When I was a child, I was often told by well-meaning adults that I was wise beyond my years. I think it was a compliment. They meant I was mature, or that I didn’t seem nine years old.
I read a lot. I think that was part of my perceived maturity. I read mostly adult fiction, smutty romances and thrillers when I could get my hands on one without too scandalous a cover. Danielle Steele when I couldn’t. Dean Koontz for the suspense of information, the creeping feeling of tiny white hairs on the back of my body suddenly alert. I had this vocabulary, and sense of self. I had a way of being charming and funny (though really, my younger brother was much funnier than I was and always got all the credit). I lived inside the word “precocious.” I heard it a lot, and I was it a lot. And I thought it had everything to do with Mary Poppins, and nothing at all to do with sex. What did I know; I was nine.
I was a little girl and all I wanted was to grow up.
Now I’m grown, and I’ve been told by culture at large that my goal should be the opposite. Girlish figure, youthful skin, age-defying beauty. I’m thirty-eight years old, and I’ve internalized the idea—a male-gaze measure—that I am “too old” for mini skirts, over the knee boots, fast fashion. I look at my face and notice the fine lines.
And even though I was looking for it, I passed my moment—that brief, impossible moment when I was not too young to have sex with, but young enough to pass for underage. I understood that once I passed that moment, I was forever on a downslope, shifting toward middle age invisibility, sailing off for my “last fuckable day,” as the Amy Schumer skit so aptly skewered it. Still, I perceive that I am less desired the older I become. I was too young for my own cognition before. It’s like I have never been right, never been acceptable, never been pleasing as is.
When I was younger, I wished to please men. I thought when I was older, I might know how.

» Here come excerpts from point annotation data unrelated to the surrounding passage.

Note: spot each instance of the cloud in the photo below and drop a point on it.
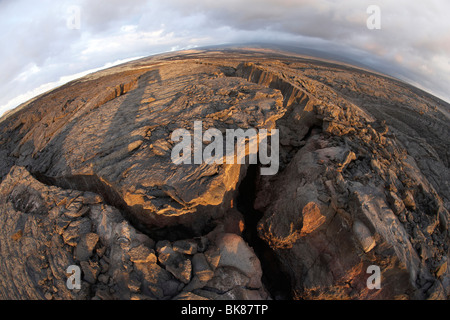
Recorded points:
(39, 49)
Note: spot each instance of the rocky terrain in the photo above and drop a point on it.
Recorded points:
(87, 180)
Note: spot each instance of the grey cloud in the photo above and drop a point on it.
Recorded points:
(414, 42)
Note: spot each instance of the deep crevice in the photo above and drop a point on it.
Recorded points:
(111, 197)
(276, 282)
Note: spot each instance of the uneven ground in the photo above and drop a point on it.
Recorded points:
(87, 180)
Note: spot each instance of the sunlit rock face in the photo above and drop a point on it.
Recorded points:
(362, 179)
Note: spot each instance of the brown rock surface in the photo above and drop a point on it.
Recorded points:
(87, 180)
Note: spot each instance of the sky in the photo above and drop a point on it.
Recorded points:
(46, 43)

I had breasts and hips before the end of elementary school, which mortified me but meant I was constantly mistaken for older. I wanted to be friends with the boys, same as ever. I wanted to fit in with them (I was the only girl). I wanted to pick scabs and catch footballs, ride skateboards and fart and laugh. I wanted to be the same as before, when we were all just children. But puberty is irreversibly cruel.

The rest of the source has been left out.